SK Lange and Mattogno's Italian Book on the Einsatzgruppen

A few days ago, Germar Rudolf indiscreetly revealed on the Holocaust Handbooks site that he has "submitted a long list of open issues -- including remarks made by the HC blog" to Carlo Mattogno for review for an already translated and edited, but not yet published English edition of his Einsatzgruppen book. I don't want to miss the opportunity to add to this list his (mis)treatment of Sonderkommando Lange, if it's not yet on it. I have already blogged extensively on SK Lange, but I will again roll out some of it in this posting specifically to address Mattogno's Italian edition of his Einsatzgruppen book.

Scrolling through the footnotes (Mattogno, Gli Einsatzgruppen nei territori orientali occupati, parte I, p. 279 - 286), it strikes one right away that his knowledge of literature is marginal, his use of documents selective and his study of testimonial evidence virtually non-existent.
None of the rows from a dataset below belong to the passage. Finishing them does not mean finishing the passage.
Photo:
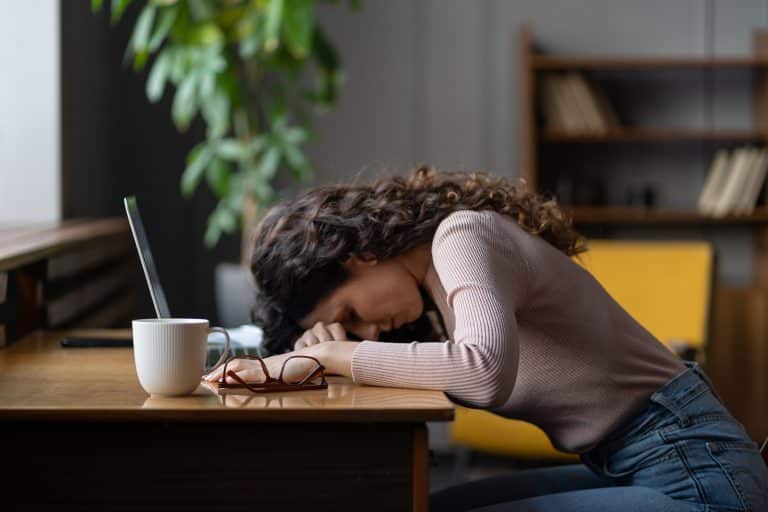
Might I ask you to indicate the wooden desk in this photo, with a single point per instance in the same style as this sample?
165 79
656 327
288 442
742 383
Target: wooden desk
77 430
77 273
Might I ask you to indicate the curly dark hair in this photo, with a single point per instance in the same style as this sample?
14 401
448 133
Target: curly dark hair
300 245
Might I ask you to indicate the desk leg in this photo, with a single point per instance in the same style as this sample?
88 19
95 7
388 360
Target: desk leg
420 468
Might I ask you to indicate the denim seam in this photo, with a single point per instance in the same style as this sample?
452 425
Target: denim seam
691 474
727 472
737 445
642 436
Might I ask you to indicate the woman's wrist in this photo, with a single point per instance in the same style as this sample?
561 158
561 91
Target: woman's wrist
336 356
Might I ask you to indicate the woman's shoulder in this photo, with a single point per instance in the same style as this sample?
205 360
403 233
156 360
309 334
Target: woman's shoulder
476 225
His main source is the more than 30 years old article by Beer, Die Entwicklung der Gaswagen beim Mord an den Juden (1987). He does not use in this context or know of the more recent works specifically on the killing of mentally ill people and SK Lange, like 
  • Rieß, Die Anfänge der Vernichtung lebensunwerten Lebens in Danzig und Wartheland 1939/40 (1995)
  • Alberti, Die Verfolgung und Vernichtung der Juden im Reichsgau Warthegau 1939-1945 (2006)
  • Topp et al., Die Provinz Ostpreußen und die nationalsozialistische "Euthanasie" SS-"Aktion Lange" und "Aktion T4", Medizinhistorisches Journal, 43 (2008) 
  • Montague, Chelmno and the Holocaust (2012)  [only cited later on]
  • Leidinger, Das Schicksal der polnischen Psychiatrie unter deutscher Besatzung im Zweiten Weltkrieg, Psychatrische Praxis, 41 (2014)
  • Schwanke, Die Landesheil- und Pflegeanstalt Tiegenhof (2015)
Mattogno pours in some snippets from Gerlach's Kalkulierte Morde and Longerich's Holocaust - not exactly specialist literature on the subject - and some British intercepts of radio signals. But this does not change the overall picture that he is mainly stuck in the 80s, both in terms of literature knowledge and his method, that does not seem to have advanced since then.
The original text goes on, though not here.